December 4, 2011

Circular fingerprints in CDK

I've been working on some code that computes circular fingerprints for all atoms in a molecule with the help of the CDK java library.
The code implements the circular fingerprints from a paper by Xing et al. (J. Chem. Inf. Comput. Sci. 2003, 43, 870-879).

If anyone who has the skills and time would turn this into a proper CDK function which could be implemented into the CDK library that would probably be helpful for other people.

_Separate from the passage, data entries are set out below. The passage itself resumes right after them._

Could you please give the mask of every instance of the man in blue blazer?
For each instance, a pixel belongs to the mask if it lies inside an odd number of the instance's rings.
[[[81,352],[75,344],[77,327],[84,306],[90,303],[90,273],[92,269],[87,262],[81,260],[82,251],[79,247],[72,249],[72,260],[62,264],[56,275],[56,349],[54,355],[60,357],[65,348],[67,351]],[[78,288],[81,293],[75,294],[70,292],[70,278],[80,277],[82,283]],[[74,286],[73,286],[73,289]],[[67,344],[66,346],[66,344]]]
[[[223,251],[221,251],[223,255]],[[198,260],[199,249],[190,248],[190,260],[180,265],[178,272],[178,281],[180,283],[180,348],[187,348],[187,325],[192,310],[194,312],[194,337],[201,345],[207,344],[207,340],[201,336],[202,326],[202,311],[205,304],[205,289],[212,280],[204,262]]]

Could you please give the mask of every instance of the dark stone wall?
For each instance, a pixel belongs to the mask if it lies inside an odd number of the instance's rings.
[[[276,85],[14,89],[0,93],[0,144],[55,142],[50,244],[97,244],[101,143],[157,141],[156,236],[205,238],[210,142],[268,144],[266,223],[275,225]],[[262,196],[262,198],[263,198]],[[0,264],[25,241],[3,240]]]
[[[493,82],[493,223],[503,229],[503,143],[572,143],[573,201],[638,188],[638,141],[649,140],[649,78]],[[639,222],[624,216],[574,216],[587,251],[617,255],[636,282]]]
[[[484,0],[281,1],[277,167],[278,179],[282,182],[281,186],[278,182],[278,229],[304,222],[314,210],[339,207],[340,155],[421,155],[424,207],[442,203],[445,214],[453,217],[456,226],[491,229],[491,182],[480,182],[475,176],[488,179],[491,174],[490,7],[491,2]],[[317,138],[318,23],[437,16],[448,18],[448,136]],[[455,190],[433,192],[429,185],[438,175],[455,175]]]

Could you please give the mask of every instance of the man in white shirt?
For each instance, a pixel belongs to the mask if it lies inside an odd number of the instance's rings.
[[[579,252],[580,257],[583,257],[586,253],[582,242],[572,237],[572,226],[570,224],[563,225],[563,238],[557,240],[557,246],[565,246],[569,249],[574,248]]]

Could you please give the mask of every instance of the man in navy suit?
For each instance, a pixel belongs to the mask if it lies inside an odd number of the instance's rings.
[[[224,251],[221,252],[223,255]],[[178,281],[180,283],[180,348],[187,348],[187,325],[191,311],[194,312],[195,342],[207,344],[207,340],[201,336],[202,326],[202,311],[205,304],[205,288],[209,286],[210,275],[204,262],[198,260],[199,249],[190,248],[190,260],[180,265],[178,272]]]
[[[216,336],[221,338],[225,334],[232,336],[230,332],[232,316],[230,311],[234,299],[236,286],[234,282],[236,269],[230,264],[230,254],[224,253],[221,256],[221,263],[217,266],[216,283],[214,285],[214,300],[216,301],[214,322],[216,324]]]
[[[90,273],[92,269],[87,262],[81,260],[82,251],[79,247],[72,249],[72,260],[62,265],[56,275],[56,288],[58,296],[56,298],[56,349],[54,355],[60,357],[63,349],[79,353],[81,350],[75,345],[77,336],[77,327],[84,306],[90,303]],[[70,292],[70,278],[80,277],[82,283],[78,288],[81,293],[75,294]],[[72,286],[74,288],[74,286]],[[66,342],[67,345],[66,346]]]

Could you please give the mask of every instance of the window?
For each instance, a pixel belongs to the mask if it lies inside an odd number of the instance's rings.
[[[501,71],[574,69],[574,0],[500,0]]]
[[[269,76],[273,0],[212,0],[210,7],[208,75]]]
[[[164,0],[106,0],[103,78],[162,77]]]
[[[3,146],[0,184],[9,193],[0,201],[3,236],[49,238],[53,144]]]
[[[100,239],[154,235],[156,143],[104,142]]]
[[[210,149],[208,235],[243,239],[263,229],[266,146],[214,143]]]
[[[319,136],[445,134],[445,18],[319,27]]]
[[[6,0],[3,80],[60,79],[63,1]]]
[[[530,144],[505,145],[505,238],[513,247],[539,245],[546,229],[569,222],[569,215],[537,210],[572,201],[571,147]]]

Here follows my code with assumes that it's applied in java class where this is an AtomContainer.

 
// Calculates the atom environment descriptor of all atoms
public void calculateAtomEnvironmentDescriptor() throws CDKException{
        //maxLevel is how many bonds from the atom we will count atom types
 int maxLevel = 5;
 IAtomType[] atomTypes = null;
 int natoms = this.getAtomCount();
 //do atom type matching
 IAtomTypeMatcher atm = SybylAtomTypeMatcher.getInstance(NoNotificationChemObjectBuilder.getInstance());
 InputStream ins = this.getClass().getClassLoader().getResourceAsStream("org/openscience/cdk/dict/data/sybyl-atom-types.owl");
 AtomTypeFactory factory = AtomTypeFactory.getInstance(ins,"owl",NoNotificationChemObjectBuilder.getInstance());
 atomTypes = factory.getAllAtomTypes();
 //map atomtypes to the atomIndex integer array
 TreeMap map = new TreeMap();
    for (int i = 0; i < atomTypes.length; i++) { 
        map.put(atomTypes[i].getAtomTypeName(),new Integer(i));
    }
    int[] atomIndex = new int[natoms]; //array of atom type integers
    for (int i = 0; i < natoms; i++) {
        try {
            IAtomType a = atm.findMatchingAtomType(this,this.getAtom(i));
            if ( a != null) {
                Object mappedType = map.get(a.getAtomTypeName());
                if (mappedType != null) 
                    atomIndex[i] = ((Integer) mappedType).intValue();
                else {
                    //System.out.println(a.getAtomTypeName() + " not found in " + map);
                    atomIndex[i] = -1;
                }    
            } else //atom type not found 
             atomIndex[i] = -1;
        } catch (Exception x) {
            x.printStackTrace();
            throw new CDKException(x.getMessage() + "\ninitConnectionMatrix");
        }                
    }
    //compute bond distances between all atoms
    int[][] aMatrix = PathTools.computeFloydAPSP(AdjacencyMatrix.getMatrix(this));
    //assign values to the results arrays for all atoms
 int L = (atomTypes.length +1) ;
 int [][] result = new int[natoms][L*(maxLevel)+2]; //create result array
 for (int i = 0; i < natoms; i++) {
  //for every atom, iterate through its connections to all other atoms
  for (int j=0; j < natoms; j++) {
   if (aMatrix[i][j] == 0) 
    result[i][1] = atomIndex[j]; //atom j is atom i
         else if (aMatrix[i][j] > 0 && aMatrix[i][j] <= maxLevel){ //j is not atom i and bonds less or equal to maxlevel
          if (atomIndex[j] >= 0) //atom type defined in factory
              result[i][L*(aMatrix[i][j]-1)+atomIndex[j]+2]++;
          else if (atomIndex[j] == -1) //-1, unknown  type
           result[i][L*(aMatrix[i][j]-1)+(L-1)+2]++;
         }
  }
  //checksum for easy comparison        
  for (int j = 1; j < result[i].length; j++) result[i][0] += result[i][j];
 }
 if (debug == 1){
        //print out the names of atom types for reference use
     System.out.print("Sum\tAtomType\t");
  for (int j=0; j < factory.getSize(); j++) {
   System.out.print(j);
   System.out.print(".");
      System.out.print(atomTypes[j].getAtomTypeName());
      System.out.print("\t");
     }       
     System.out.println("");
     for (int i = 0; i < natoms; i++)
      System.out.println(Arrays.toString(result[i]));
 }
}
Big thanks to Nina Jeliazkova who gave me a preliminary version of the code from her old Ambit code. I have rewritten her code so now it's bug free and faster.